31. Accordingly, having considered the application herein as well as the written submissions by the respective parties and the case law that they each relied upon, this court has come to a firm conclusion the incompetence of the application herein was not one that could be cured by the provisions of Article 159 (2) (d) of the Constitution of Kenya for the reason that the flaw was substantive and was not a procedural technicality that this court could overlook. I find that the applicant has not established a prima facie case in the circumstance.

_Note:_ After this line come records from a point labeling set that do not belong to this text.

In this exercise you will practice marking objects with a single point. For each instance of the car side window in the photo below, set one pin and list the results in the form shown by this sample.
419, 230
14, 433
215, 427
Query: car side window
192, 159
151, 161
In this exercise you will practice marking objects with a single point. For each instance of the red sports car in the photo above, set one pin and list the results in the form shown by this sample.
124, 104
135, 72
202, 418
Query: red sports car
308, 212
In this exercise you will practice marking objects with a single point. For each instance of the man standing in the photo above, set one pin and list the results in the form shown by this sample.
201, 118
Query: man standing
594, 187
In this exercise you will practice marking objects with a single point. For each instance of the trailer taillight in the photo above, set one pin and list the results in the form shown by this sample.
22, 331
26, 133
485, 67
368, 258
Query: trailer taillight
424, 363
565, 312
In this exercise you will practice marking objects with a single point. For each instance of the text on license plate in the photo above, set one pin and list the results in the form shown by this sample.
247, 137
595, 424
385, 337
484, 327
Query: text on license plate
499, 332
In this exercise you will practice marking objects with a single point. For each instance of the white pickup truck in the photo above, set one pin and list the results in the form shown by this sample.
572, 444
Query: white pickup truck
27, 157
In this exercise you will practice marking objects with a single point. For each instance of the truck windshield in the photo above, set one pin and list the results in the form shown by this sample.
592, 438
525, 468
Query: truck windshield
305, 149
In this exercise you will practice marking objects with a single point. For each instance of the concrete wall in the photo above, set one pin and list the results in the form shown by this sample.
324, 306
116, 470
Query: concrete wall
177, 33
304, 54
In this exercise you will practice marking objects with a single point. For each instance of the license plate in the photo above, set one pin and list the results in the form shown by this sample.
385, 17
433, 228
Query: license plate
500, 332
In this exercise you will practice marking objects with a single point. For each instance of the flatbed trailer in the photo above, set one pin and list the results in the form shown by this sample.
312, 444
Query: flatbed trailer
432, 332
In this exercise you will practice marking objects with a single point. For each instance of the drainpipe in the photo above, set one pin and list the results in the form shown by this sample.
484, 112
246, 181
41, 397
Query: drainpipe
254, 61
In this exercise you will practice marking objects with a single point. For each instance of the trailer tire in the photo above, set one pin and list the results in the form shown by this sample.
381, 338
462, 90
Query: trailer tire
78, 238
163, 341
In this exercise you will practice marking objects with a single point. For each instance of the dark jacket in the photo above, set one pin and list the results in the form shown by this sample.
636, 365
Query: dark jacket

32. I need not consider the other two conditions for the grant of temporary injunction as established in the Giella –vs- cassman Brown Ltd case (supra) as the conditions are sequential such that when the first condition fails then there is no basis upon which the court can give an injunction unless the court was entertaining a doubt as to whether or not a prima facie case had been established. The court of appeal in the case of Kenya Commercial Finance Co. Ltd –vs- Afraha Education Society (2001) IEA 86 cited by Gitumbi, J with approval in the case of Joseph Wambua Mulusya –vs- David Kitu & Another (2014) eKLR observed as follows:-

“The sequence of steps to be followed in the enquiry into whether to grant an interlocutory injunction is sequential so that the second condition can only be addressed if the first one is satisfied”.

33. Consequently, I dismiss the application dated 23rd October 2017 with costs to the Respondents.

34. Further orders are to the effect that the Applicant/Respondents having failed to comply with the orders issued on the 24th January 2017 to file and serve their written submissions to the Application dated the 29th January 2016 within the stipulated time thereby choosing instead to file a myriad of applications, are hereby directed to file and serve their response to the said application, by way of written submissions within 7 days upon delivery of this ruling.

Dated and delivered at Nyahururu this 9th day of April 2019.